Marielle looked very grave. "We all knew that, Millie. And we rather assumed you did. It's not such a big deal, you know. With middle-aged men panicking over their lost youth. Many wives put up with it."

"Not you."

"No, not I." Marielle was firm about this. "But I hope I wouldn't have made too much a thing of it, had it been my problem."

Camilla sighed. "I suppose I must try to see it that way."

"How else should you see it but the way it is? Look, Millie. I happen to believe that what David did and went to prison for was a very bad thing. Perhaps even a wicked thing. But I also believe that he genuinely repented in his heart and that a merciful God will forgive him and take him into heaven. There! Neither of my sons shares my faith, but they never give a thought to religion. I am perfectly aware that perhaps a majority of their generation consider my belief the rankest superstition, but should that bother me? Not a bit. Who knows? Maybe they're right. And maybe I am!"

"And we still have laws," Camilla observed doubtfully. "Criminal laws. I suppose that's something."

'"Tis something, nay 'tis much,' as Browning said. We don't have to do any of the condemning ourselves. It makes life easier, really. Though perhaps less fun?"

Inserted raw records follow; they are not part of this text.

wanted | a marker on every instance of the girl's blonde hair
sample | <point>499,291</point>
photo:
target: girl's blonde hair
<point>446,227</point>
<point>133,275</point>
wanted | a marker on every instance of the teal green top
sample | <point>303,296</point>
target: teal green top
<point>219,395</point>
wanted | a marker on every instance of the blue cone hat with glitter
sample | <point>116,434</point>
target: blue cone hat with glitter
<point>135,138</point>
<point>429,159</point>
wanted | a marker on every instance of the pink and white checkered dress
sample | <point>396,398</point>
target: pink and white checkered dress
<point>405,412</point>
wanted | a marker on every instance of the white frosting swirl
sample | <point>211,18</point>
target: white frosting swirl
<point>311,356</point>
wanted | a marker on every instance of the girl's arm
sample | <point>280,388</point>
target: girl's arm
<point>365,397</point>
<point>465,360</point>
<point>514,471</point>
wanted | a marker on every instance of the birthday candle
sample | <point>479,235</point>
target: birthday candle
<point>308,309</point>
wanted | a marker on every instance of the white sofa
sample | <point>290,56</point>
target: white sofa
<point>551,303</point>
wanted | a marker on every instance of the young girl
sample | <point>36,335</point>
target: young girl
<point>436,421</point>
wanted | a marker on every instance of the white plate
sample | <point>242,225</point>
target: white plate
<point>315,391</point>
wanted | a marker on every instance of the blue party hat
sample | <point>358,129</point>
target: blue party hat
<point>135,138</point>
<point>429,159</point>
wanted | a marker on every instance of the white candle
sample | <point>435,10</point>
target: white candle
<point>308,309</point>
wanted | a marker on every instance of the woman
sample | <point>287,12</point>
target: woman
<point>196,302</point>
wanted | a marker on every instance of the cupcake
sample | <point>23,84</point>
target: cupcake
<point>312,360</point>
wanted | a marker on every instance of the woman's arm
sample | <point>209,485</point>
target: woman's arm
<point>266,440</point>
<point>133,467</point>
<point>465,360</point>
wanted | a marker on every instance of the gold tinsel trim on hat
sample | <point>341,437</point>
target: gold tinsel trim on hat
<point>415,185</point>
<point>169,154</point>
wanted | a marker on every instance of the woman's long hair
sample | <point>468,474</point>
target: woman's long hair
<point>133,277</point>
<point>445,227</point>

Camilla found herself wondering if it was going to help her to be able to laugh at this.

A Case History

A
S A RETIRED MD
and former psychoanalyst, and a winter resident (yes, I have come to it like so many others) of the Florida beaches, I have also, like others, sought refuge from the golf course and cocktail parties—particularly the latter, as my physician forbids me alcohol—in writing my memoirs. But I soon came to realize that the autobiography of Lucius Carroll, MD, would attract only those who hoped it might enable them to peek into the psyches of some of my famous patients, which must, of course, remain shielded by professional confidentiality. Yet in reluctantly abandoning the idea of my memoirs, I have had some consolation in the conception of another project: that of putting together some of my more interesting case histories and leaving them to a medical library, which might one day, when all interested parties were long dead and buried, be able to make them available to qualified medical students.